|Title||Pathways for the regulation of body iron homeostasis in response to experimental iron overload. |
|Publication Type||Journal Article |
|Year of Publication||2005 |
|Authors||Theurl, I, Ludwiczek, S, Eller, P, Seifert, M, Artner, E, Brunner, P, Weiss, G |
|Journal||J Hepatol |
|Date Published||10/2005 |
|Keywords||Animals, Disease Models, Animal, Disease Progression, DNA Primers, Duodenum, Gene Expression Regulation, Hepatocytes, Homeostasis, Iron, Iron Overload, Macrophages, Mice, Mice, Inbred C57BL, Polymerase Chain Reaction, RNA |
Secondary iron overload is a frequent clinical condition found in association with multiple blood transfusions.
To gain insight into adaptive changes in the expression of iron genes in duodenum, liver and spleen upon experimental iron overload we studied C57BL/6 mice receiving repetitive daily injections of iron-dextran for up to 5 days.

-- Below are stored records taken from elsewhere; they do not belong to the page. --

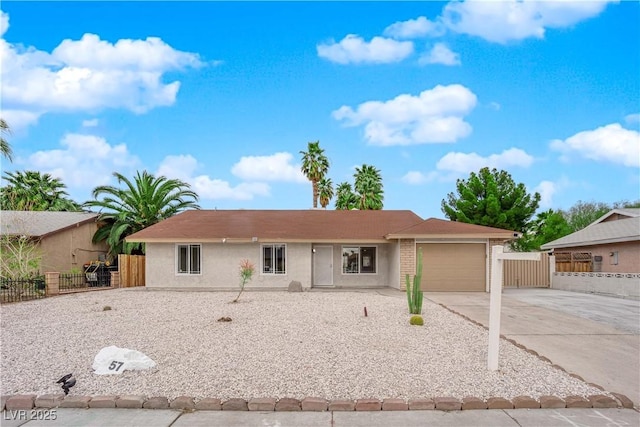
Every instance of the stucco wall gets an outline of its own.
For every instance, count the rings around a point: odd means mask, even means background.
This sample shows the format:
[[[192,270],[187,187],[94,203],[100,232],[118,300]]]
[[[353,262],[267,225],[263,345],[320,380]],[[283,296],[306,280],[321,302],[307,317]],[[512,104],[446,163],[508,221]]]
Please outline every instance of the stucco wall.
[[[69,272],[72,269],[82,270],[83,265],[97,260],[99,255],[106,254],[105,243],[91,242],[97,230],[93,222],[69,228],[40,241],[43,252],[41,272]]]
[[[390,271],[396,244],[336,244],[332,246],[334,287],[386,287],[393,283]],[[343,246],[376,246],[378,248],[376,273],[343,274]],[[287,288],[292,280],[300,281],[304,288],[309,288],[312,284],[312,245],[310,243],[288,243],[287,272],[278,275],[261,273],[260,243],[205,243],[202,244],[201,250],[201,274],[176,274],[176,245],[173,243],[148,243],[146,246],[146,286],[149,288],[237,289],[238,264],[245,258],[256,266],[256,274],[246,289]],[[395,251],[399,252],[397,249]],[[397,270],[397,267],[395,268]],[[397,274],[394,273],[395,276]],[[395,283],[397,286],[397,280]]]
[[[256,267],[256,273],[245,289],[286,289],[292,280],[300,281],[304,287],[311,285],[311,244],[308,243],[287,244],[286,274],[277,275],[261,273],[260,243],[204,243],[201,251],[201,274],[176,274],[176,245],[147,243],[146,286],[235,290],[243,259],[249,259]]]
[[[590,252],[592,259],[602,257],[602,273],[640,273],[640,242],[558,248],[555,252]],[[618,252],[618,264],[613,264],[611,252]]]

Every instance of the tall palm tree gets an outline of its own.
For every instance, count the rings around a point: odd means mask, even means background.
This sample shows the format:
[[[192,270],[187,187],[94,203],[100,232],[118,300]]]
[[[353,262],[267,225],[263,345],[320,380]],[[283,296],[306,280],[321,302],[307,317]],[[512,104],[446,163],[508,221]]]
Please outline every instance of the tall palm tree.
[[[311,181],[313,188],[313,207],[318,207],[318,182],[327,174],[329,170],[329,159],[324,155],[324,150],[320,148],[320,141],[309,142],[307,151],[301,151],[302,166],[300,170]]]
[[[79,211],[66,186],[50,174],[38,171],[5,172],[7,185],[0,188],[0,204],[15,211]]]
[[[333,182],[331,182],[331,178],[322,178],[318,181],[318,197],[320,206],[322,206],[322,209],[326,209],[333,197]]]
[[[144,253],[142,243],[126,243],[125,237],[185,209],[200,209],[198,195],[179,179],[156,178],[147,171],[137,172],[133,181],[118,172],[113,176],[124,188],[96,187],[92,192],[95,200],[84,204],[100,209],[98,221],[105,225],[96,231],[93,241],[106,241],[111,255]]]
[[[358,208],[358,196],[351,189],[351,184],[341,182],[336,188],[336,210]]]
[[[359,209],[382,209],[384,191],[382,190],[382,175],[380,170],[370,165],[362,165],[356,168],[354,189],[358,193]]]
[[[9,125],[7,122],[0,118],[0,154],[7,158],[10,162],[13,161],[13,150],[11,150],[11,146],[6,139],[4,139],[5,134],[11,134],[11,129],[9,129]]]

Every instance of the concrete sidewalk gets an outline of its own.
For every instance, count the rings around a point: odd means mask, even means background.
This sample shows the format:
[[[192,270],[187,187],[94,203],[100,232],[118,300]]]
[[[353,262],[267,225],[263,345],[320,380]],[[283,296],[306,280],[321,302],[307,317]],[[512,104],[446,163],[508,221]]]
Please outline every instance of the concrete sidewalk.
[[[425,298],[489,325],[489,294]],[[554,289],[505,289],[501,333],[606,391],[640,403],[640,301]]]
[[[247,412],[171,409],[67,409],[55,420],[12,420],[3,413],[3,427],[412,427],[412,426],[637,426],[640,414],[632,409],[511,409],[398,412]]]

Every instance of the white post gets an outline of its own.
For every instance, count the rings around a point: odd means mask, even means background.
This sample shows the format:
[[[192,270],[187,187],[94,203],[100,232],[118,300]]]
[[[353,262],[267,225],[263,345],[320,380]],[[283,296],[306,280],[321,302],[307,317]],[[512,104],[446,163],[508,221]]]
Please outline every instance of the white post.
[[[491,248],[491,295],[489,302],[489,357],[490,371],[498,370],[500,352],[500,311],[502,306],[502,246]]]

Iron initially accumulated in spleen macrophages but with subsequent increase in macrophage ferroportin and ferritin expression its content in the spleen decreased while a progressive storage of iron occurred within hepatocytes which was paralleled by a significant increase in hepcidin and hemojuvelin expression. Under these conditions, iron was still absorbed from the duodenal lumen as divalent metal transporter-1 expressions were high, however, most of the absorbed iron was incorporated into duodenal ferritin, while ferroportin expression drastically decreased and iron transfer to the circulation was reduced.
Experimental iron overload results in iron accumulation in macrophages and later in hepatocytes. In parallel, the transfer of iron from the gut to the circulation is diminished which may be referred to interference of hepcidin with ferroportin mediated iron export, thus preventing body iron accumulation.